A gas is taken from state A to state B via two different paths: path 1 is an isothermal expansion; path 2 is an adiabatic expansion followed by isochoric (constant-volume) heating. Which quantities are necessarily equal for both paths?
AQ and W — both are determined only by the endpoints
BΔU only — internal energy depends only on the initial and final states
CQ only — heat exchanged is path-independent
DΔU, Q, and W — all thermodynamic quantities are path-independent
Internal energy U is a state function: ΔU depends only on the initial and final states, not on the path taken between them. Heat Q and work W, however, are path functions — they differ depending on how the process proceeds. The First Law (ΔU = Q − W) guarantees that even though Q and W are different along each path, their difference ΔU is the same. This is exactly what distinguishes state functions from path functions.
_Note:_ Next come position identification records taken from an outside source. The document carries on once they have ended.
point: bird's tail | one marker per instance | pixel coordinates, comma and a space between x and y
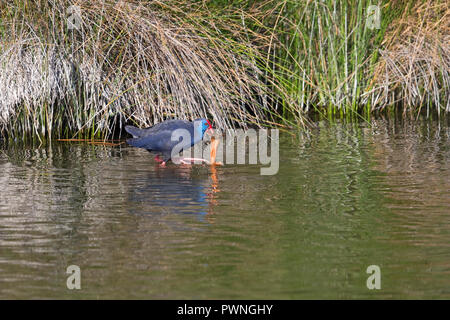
135, 132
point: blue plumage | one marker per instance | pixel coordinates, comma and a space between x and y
158, 138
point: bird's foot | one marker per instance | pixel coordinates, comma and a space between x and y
191, 160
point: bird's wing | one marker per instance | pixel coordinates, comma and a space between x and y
166, 125
160, 141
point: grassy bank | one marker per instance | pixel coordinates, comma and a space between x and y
85, 71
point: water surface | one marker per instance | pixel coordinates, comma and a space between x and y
346, 196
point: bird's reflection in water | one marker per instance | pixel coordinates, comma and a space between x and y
182, 189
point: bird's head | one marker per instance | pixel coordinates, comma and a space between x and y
204, 125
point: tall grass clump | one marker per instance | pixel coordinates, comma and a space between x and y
326, 52
125, 61
414, 67
333, 59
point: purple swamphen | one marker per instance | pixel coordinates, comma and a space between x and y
158, 138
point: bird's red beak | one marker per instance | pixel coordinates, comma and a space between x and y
210, 127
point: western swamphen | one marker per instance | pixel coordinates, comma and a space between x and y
158, 138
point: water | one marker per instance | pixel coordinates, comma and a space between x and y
345, 197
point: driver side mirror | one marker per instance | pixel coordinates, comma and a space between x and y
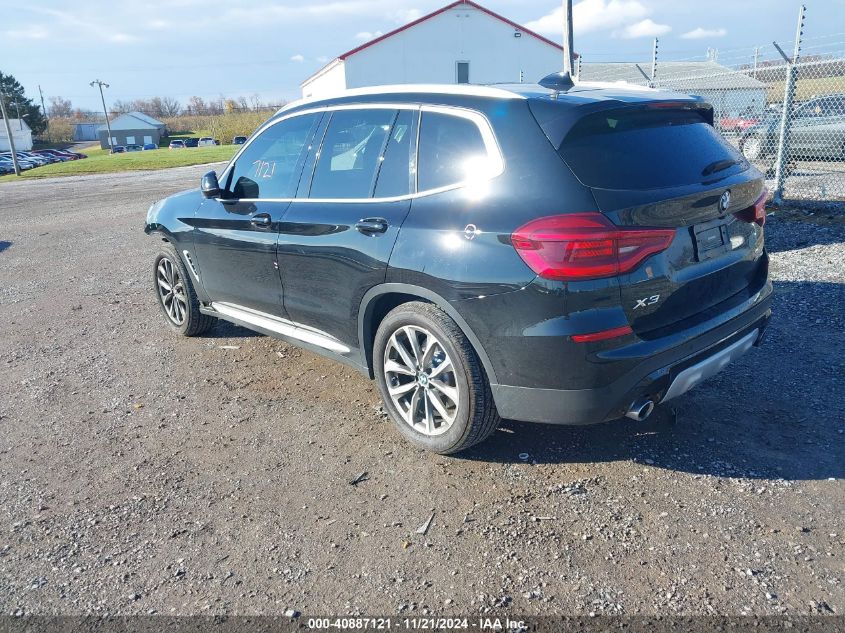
209, 185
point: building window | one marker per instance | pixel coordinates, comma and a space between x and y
351, 153
451, 149
463, 72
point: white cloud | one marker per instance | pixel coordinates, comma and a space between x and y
28, 33
592, 15
403, 16
644, 28
122, 38
701, 33
366, 36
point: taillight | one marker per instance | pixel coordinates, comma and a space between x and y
756, 213
585, 246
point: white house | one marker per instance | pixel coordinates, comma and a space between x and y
731, 92
461, 43
21, 134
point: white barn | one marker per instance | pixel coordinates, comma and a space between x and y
21, 134
461, 43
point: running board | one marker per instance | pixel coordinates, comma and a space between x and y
280, 326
Question 2 Multiple Choice
Which of the following is NOT a state function?
AEntropy (S)
BWork done during an isothermal expansion (W)
CEnthalpy (H = U + PV)
DTemperature (T)
Work W is a path function, not a state function. The work done during an isothermal expansion depends on the specific path (e.g., reversible expansion vs. expansion against a fixed external pressure gives different W). You cannot say 'the work content of this gas' because work has no definite value at a state — only during a process. Entropy, enthalpy, and temperature are all state functions: their values are uniquely determined by the equilibrium state of the system.
Question 3 True / False
Heat Q is a state function because it contributes to the internal energy of a system through the First Law ΔU = Q − W.
TTrue
FFalse
Answer: False
This is the most common misconception about state functions. Q contributing to ΔU does not make Q a state function — it makes ΔU a state function (specifically, it means ΔU = Q − W where the difference Q − W is path-independent even though Q and W individually are not). Heat is a process quantity: it describes energy transfer during a process, not a property stored in a state. A system does not 'have' a certain amount of heat; it has internal energy, temperature, and entropy — all state functions.
Question 4 True / False
Because entropy is a state function, you can calculate ΔS for an irreversible process by constructing a reversible path between the same endpoints and integrating dS along that path.
TTrue
FFalse
Answer: True
This is the practical power of state functions. For an irreversible process, dS = đQ_rev/T cannot be directly applied (since the process isn't reversible). But because S is a state function, ΔS depends only on the endpoints. You are free to choose any convenient path between those endpoints — including a hypothetical reversible path — and integrate dS = dQ_rev/T along it. The result is the same ΔS regardless of which actual irreversible path occurred. This technique underlies most entropy calculations in thermodynamics.
Question 5 Short Answer
Explain why heat (Q) is a path function rather than a state function, and describe what practical consequence this distinction has for thermodynamic calculations.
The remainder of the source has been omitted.